There was good news for the British film industry today with the government announcing a significant increase in funding and a centralised champion for UK film production in the shape of the BFI. Culture minister Ed Vaizey said that the BFI will be a "single voice" for UK film, aided by lottery funding that will rise from £27m to £43m by 2014.
While keen to avoid criticising the now-defunct UK Film Council - a "great success" according to Vaizey - the minister said the time had come for a "new chapter". It'll sees the BFI fill the void left by the UK Film Council, a move that has surprised some, especially in light of the government's decision to abandon a merger between the two earlier this year.
For the BFI there are nothing but positives. "It's a bold move to create a single body to champion film across the whole of the UK and provide a clear focus internationally," said Greg Dyke, Chair of the BFI.
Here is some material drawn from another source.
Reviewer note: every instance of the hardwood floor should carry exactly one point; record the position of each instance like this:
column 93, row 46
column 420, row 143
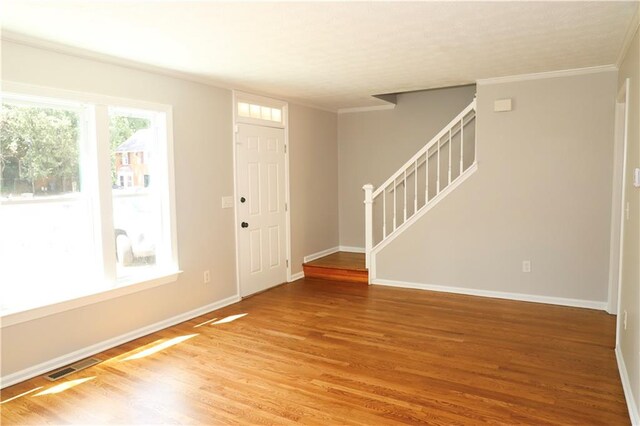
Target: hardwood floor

While the full weight of the increased government funding won't be felt for three years, the BFI will sink additional funding into UK filmmaking almost immediately. Dyke said that the BFI's production fund will rise from £15m to £18m in 2011-12, an increase he attributes to savings in overheads.
The full benefits may take time to filter through, but the decision seems to spell only good news for UK filmmaking, and should help safeguard films like Made In Dagenham, The King's Speech and Streetdance 3D, all made with support from the UKFC.